A distributed, physically-based, rainfall-runoff model incorporating topography for real time flood forecasting

Document Type

Report

Location

Ralph M. Parsons Laboratory for Hydrology and Water Resource Systems, Department of Civil Engineering, Massachusetts Institute of Technology

Publication Date

1-1-1990

Abstract

This report presents a distributed, physically-based model of runoff generation in a catchment, for operation use in flood forecasting. The model accounts for both the infiltration excess and saturation excess mechanisms of runoff production from watersheds, and for lateral subsurface flows. The effect of local terrain slope and topography on subsurface flows and the development of areas of saturated soil is accounted for. The model uses spatial discretization into rectangular elements which correspond to the grid of a digital elevation map.

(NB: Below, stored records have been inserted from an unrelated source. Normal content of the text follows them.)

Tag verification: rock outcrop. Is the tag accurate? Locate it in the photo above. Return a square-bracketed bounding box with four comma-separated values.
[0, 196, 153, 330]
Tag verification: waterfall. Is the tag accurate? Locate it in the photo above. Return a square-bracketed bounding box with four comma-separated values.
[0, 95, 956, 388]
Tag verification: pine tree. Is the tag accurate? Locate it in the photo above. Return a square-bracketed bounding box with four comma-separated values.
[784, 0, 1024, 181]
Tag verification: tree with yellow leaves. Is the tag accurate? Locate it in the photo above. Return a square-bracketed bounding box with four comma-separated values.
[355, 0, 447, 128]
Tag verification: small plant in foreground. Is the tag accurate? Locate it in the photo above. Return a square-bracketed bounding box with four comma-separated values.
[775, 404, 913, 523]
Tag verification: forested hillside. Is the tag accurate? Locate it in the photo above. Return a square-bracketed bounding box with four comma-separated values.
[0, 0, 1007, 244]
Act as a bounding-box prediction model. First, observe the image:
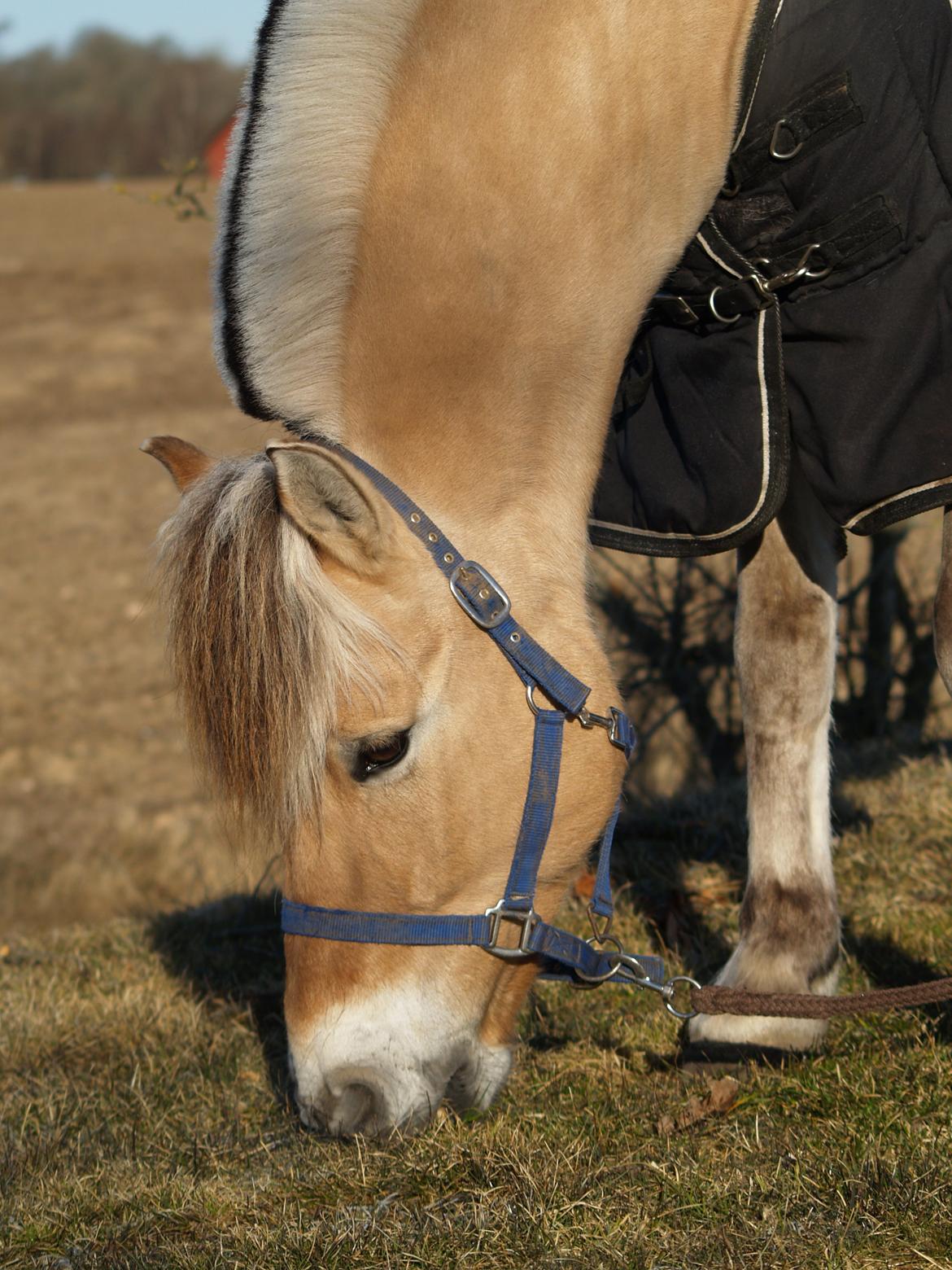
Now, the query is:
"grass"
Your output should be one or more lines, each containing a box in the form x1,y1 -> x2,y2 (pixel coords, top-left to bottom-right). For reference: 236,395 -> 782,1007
0,751 -> 952,1270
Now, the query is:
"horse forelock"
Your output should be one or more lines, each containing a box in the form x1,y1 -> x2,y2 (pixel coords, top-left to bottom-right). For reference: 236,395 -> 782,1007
159,456 -> 401,844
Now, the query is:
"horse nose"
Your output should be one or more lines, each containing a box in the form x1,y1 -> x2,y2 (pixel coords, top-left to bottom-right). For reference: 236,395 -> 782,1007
317,1068 -> 394,1138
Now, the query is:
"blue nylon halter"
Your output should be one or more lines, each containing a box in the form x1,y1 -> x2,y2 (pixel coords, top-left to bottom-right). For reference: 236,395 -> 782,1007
281,437 -> 670,990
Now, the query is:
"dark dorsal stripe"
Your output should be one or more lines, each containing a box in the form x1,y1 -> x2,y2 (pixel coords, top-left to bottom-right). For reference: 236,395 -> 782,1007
218,0 -> 287,419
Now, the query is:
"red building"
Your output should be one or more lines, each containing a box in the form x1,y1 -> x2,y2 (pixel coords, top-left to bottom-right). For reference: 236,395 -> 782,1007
202,114 -> 235,181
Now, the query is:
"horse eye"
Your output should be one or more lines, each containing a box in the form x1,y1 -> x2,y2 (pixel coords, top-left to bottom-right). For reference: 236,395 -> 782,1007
354,730 -> 410,781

Each basin element consists of a soil column in which hydraulic conductivity decreases with depth, in the form of an exponential function. Spatial discretization allows for distributed terrain slope, soil parameters, moisture conditions, and rainfall inputs. Time discretization allows for consideration of time-variable rainfall rates. The mathematical models uses the kinematic approximation of infiltration and subsurface water flow which is assumed to occur only within the porous soil matrix. The kinematic model of infiltration is used to show how decreasing conductivity with depth may result in the development of a zone of perched saturation during a rainstorm, and that the water flow in the perched saturated zone is diverted laterally if the terrain is inclined.